Disaster Recovery, the things I learned the hard way
I've been working in the Disaster recovery business for 6 years, so I thought I could put in writing a few things that have been the bane of the projects I've been assigned leading to failure, exhaution and plain customer rejection of the DR solution.
The plagues of your DR
This filer you shall clean and archive
See this filer with 7 TB of data and 4 Million files you have ?
Of those 4 millions, half of them if not way less are necessary on a daily basis.
In case of a disaster and yo need accounting and your invoicing back online ASAP ? you will need a tenth of it in the first 4 to 12 hours.
Do yourself, and the tool that you use to recover, a favor :
- Archive in Zip directories with stale data
- Order and make people in the company order the data by Year / Month if possible, or have an archive directory with zip files of unused data.
AKA HAVE A DATA LIFECYCLE POLICY !
This tool that uses MAC addresses for licensing you shall banish
In case of DR, you might be in a slightly different environment than the production.
This can happen for many reasons : The provider you chose is late on the delivery of something, you chose a DRaaS solution that uses any kind of public cloud, where usually setting arbitrary mac addreses is going to be forbidden, the server is now in a vortual environment and was physical previously...
Tools that rely on the MAC address of the network interfaces to check if the licence is valid are going to be an issue and you will need to copntact the editor to obtain a new licence...
Which is usually NOT a great experience because the very concept of Disaster Recovery is not a priority for many of them and the latency of sales people you will certainly be forwarded to can be a nightmare.
Which brings us to the next point ->
The name and contact information of your providers you shall keep up to date
You're in it up to the neck, and you are kindly informed that your contact at "provider of critical business solution X" has moved on and is no longer at the company.
Congratulation, you now have another rabbit hole involing talking to humans from outside that you need to resolve.
Keep up to date with your support of the solutions every 6 months, have a list of those in a vault / file manager outside your systems and review your support contracts at the same time.
No support contract while triggering a DR is shaking hands with danger.
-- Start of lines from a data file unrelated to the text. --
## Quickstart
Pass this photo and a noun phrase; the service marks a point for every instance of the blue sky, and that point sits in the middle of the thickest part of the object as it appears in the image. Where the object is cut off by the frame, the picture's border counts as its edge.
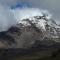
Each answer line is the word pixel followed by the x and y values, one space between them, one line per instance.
pixel 51 5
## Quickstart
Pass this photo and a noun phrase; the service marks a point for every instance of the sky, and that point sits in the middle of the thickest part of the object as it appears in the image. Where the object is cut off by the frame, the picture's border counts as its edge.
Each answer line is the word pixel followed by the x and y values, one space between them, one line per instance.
pixel 6 16
pixel 51 5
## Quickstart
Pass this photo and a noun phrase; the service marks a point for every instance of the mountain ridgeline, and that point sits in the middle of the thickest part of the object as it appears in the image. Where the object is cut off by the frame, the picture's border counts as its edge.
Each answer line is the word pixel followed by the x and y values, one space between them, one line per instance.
pixel 28 31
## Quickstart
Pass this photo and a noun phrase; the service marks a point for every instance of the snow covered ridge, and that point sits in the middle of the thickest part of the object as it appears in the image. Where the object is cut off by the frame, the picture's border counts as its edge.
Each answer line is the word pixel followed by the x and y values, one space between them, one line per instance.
pixel 41 18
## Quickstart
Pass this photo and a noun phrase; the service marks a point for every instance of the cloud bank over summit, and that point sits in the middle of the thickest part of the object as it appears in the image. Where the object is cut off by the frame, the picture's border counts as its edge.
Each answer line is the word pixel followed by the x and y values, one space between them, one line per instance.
pixel 13 11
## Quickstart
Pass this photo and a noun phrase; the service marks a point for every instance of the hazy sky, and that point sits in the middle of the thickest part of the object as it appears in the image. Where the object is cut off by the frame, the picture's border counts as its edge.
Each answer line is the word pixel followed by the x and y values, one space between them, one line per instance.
pixel 51 5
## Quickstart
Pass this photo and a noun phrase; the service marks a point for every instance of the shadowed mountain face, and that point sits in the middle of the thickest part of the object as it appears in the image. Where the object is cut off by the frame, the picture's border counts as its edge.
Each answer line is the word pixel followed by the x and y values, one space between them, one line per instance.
pixel 37 28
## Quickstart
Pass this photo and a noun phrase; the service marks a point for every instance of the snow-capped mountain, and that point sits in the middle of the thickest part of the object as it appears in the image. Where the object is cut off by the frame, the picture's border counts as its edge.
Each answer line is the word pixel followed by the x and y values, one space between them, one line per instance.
pixel 47 25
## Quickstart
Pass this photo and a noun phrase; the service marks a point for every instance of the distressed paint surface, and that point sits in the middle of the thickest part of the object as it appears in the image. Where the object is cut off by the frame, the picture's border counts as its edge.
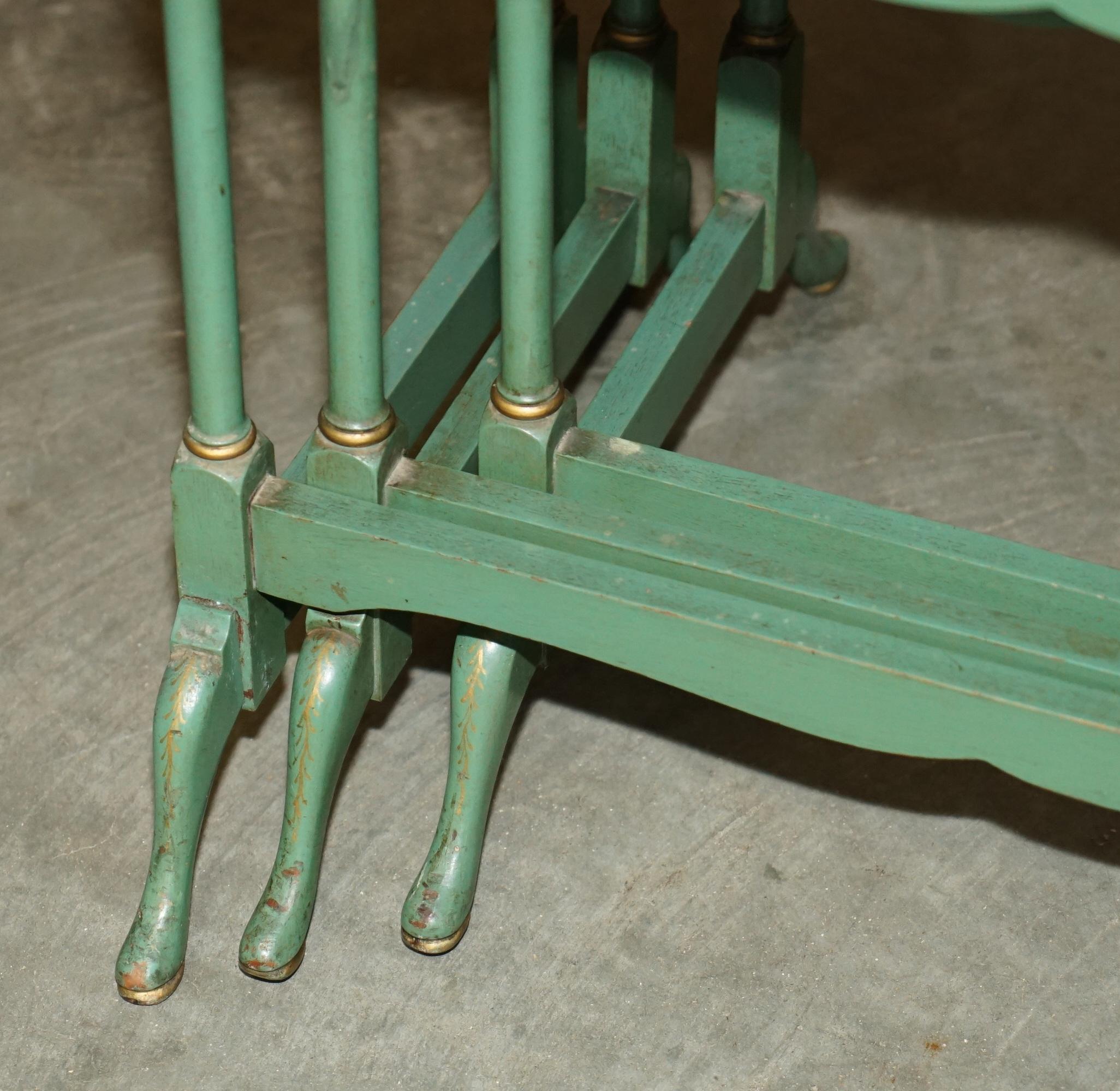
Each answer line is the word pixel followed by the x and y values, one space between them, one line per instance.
pixel 334 680
pixel 490 674
pixel 867 677
pixel 593 265
pixel 199 702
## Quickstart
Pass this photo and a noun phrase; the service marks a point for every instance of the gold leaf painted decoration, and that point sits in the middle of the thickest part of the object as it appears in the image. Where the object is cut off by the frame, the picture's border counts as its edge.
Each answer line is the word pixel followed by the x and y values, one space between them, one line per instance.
pixel 305 728
pixel 185 668
pixel 467 723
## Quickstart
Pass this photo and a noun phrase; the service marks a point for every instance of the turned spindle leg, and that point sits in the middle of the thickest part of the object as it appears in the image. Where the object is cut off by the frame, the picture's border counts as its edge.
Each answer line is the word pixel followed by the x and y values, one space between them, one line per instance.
pixel 228 645
pixel 334 680
pixel 490 674
pixel 759 146
pixel 199 702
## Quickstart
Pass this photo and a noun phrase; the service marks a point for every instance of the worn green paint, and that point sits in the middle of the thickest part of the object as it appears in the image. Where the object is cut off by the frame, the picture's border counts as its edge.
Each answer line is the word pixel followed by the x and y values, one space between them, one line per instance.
pixel 525 67
pixel 630 136
pixel 659 370
pixel 362 473
pixel 641 16
pixel 1103 16
pixel 593 266
pixel 446 323
pixel 924 685
pixel 764 16
pixel 196 707
pixel 490 674
pixel 349 78
pixel 196 86
pixel 569 154
pixel 820 257
pixel 838 619
pixel 568 143
pixel 334 679
pixel 440 330
pixel 759 139
pixel 213 556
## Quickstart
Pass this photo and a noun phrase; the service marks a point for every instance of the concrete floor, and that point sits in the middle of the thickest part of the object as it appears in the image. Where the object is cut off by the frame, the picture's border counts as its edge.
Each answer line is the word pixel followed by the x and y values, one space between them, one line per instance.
pixel 675 896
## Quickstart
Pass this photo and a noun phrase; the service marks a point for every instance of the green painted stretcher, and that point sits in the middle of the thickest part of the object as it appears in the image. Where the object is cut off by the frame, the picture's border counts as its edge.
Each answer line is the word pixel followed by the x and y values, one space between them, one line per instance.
pixel 533 527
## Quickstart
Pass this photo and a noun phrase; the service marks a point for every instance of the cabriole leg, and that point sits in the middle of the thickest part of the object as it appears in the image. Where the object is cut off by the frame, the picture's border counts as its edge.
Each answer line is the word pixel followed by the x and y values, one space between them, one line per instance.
pixel 334 680
pixel 199 702
pixel 490 674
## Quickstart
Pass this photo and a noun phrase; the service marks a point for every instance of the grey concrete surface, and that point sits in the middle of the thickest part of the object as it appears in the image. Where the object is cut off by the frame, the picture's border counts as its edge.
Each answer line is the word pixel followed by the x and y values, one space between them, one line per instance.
pixel 675 896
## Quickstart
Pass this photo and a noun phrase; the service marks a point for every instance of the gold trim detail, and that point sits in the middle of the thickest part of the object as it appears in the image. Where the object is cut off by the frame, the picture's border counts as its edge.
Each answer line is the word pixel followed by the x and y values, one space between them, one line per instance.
pixel 770 41
pixel 520 411
pixel 282 974
pixel 436 947
pixel 364 437
pixel 153 996
pixel 219 453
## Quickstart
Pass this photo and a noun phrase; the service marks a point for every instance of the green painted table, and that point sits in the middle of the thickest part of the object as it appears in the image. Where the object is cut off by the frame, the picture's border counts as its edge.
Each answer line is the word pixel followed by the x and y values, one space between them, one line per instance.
pixel 533 528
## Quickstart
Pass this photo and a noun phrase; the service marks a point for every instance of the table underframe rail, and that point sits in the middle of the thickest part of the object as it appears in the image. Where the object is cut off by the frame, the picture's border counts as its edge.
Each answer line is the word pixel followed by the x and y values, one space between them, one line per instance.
pixel 827 615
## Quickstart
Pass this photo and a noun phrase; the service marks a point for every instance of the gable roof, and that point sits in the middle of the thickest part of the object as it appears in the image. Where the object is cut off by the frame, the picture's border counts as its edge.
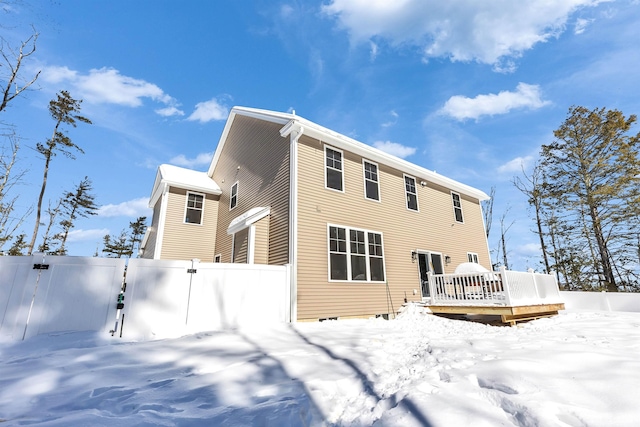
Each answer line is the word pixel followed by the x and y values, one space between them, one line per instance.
pixel 293 123
pixel 178 177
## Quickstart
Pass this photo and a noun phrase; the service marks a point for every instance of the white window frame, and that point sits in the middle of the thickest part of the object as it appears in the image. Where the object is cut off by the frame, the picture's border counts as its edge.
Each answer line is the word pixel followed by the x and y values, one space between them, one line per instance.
pixel 186 208
pixel 328 147
pixel 455 208
pixel 377 181
pixel 348 254
pixel 231 205
pixel 406 192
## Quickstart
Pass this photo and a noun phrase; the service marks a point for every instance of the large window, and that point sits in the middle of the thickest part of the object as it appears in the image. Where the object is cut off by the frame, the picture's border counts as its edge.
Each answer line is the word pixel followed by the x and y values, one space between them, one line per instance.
pixel 333 165
pixel 233 199
pixel 410 191
pixel 371 186
pixel 457 207
pixel 355 255
pixel 195 206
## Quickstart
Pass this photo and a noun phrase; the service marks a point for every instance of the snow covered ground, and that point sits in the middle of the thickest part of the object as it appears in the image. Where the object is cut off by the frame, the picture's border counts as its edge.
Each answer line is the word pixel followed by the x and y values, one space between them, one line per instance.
pixel 576 369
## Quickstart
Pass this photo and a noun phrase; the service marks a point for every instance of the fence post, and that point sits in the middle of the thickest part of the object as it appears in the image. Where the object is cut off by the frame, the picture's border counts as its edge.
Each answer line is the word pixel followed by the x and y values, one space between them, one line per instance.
pixel 505 285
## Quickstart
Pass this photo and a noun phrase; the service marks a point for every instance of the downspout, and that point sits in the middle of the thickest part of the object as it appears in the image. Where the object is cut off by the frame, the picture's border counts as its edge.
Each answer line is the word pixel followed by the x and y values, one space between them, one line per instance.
pixel 294 131
pixel 157 252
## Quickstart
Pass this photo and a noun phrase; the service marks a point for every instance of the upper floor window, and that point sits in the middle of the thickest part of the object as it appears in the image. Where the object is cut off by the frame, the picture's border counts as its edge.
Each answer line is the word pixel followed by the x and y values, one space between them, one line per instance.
pixel 233 199
pixel 371 183
pixel 457 207
pixel 195 206
pixel 333 166
pixel 410 191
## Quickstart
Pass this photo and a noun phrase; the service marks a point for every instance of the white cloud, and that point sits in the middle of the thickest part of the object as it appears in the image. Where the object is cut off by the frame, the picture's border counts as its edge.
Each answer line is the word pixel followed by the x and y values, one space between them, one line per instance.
pixel 108 86
pixel 169 111
pixel 91 234
pixel 132 208
pixel 581 25
pixel 486 31
pixel 394 148
pixel 516 165
pixel 393 121
pixel 208 111
pixel 199 160
pixel 526 96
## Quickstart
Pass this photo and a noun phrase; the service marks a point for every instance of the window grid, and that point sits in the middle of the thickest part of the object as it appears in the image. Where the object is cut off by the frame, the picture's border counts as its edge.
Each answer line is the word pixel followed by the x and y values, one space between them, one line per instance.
pixel 333 166
pixel 457 207
pixel 411 193
pixel 359 259
pixel 371 183
pixel 194 209
pixel 233 199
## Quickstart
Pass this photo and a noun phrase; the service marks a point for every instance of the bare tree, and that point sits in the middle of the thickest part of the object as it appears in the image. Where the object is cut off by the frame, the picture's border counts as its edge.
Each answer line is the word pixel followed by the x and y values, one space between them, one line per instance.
pixel 12 85
pixel 64 110
pixel 487 210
Ask your support for how they will help you set things back up in case of an emergency and how much it might cost you.
This huge partition you should break up
A 13 TB Exchange server, on a 20 mbps line, is not a great backup and recovery recipe. Nor is a SQL dump recovery of 3 TB of EDI Data to apply to your restarted MSSQL server.
The larger the partition, the bigger the data on it, usually those large systems are also a monolithic database, where the recovery of data MUST be consistent in a single atomic operation : You will need all of your database's files for it to start up, but when each of them weigh a hundred gigabytes, this will introduce a delay in your recovery.
Less is better
You have to always do more with less at your disposal, to help you with that, give your problems to someone else :
- Exchange to Office 365 for non critial people (if you're european, yeah, keep exchange for the VIPs, just reduce it's size), if not everyone.
- Move the photos of the company gathering of 2003 to cold cloud storage.
- When solutions like azure workstation, Shadow and Citrix cloud exists,ask yourself if you still need to maintain a local VDI solution
Your documentation you will keep up to date and protect
Yes, you need to include your internal wiki in your DR, and in it, must be present the instruction on how to restart and maintain your services. Create an inventory of EVERY. SINGLE. ONE. OF. THEM. , if there's someone that point a lack in documentation, add it to the todo.
Your secrets and passwords you will keep with you and synced
Use a password manager, idealy externalized... No, hosting it on premise is not necessarily more secure, and when disaster strikes, if it gets wiped out too, you're in deep shit.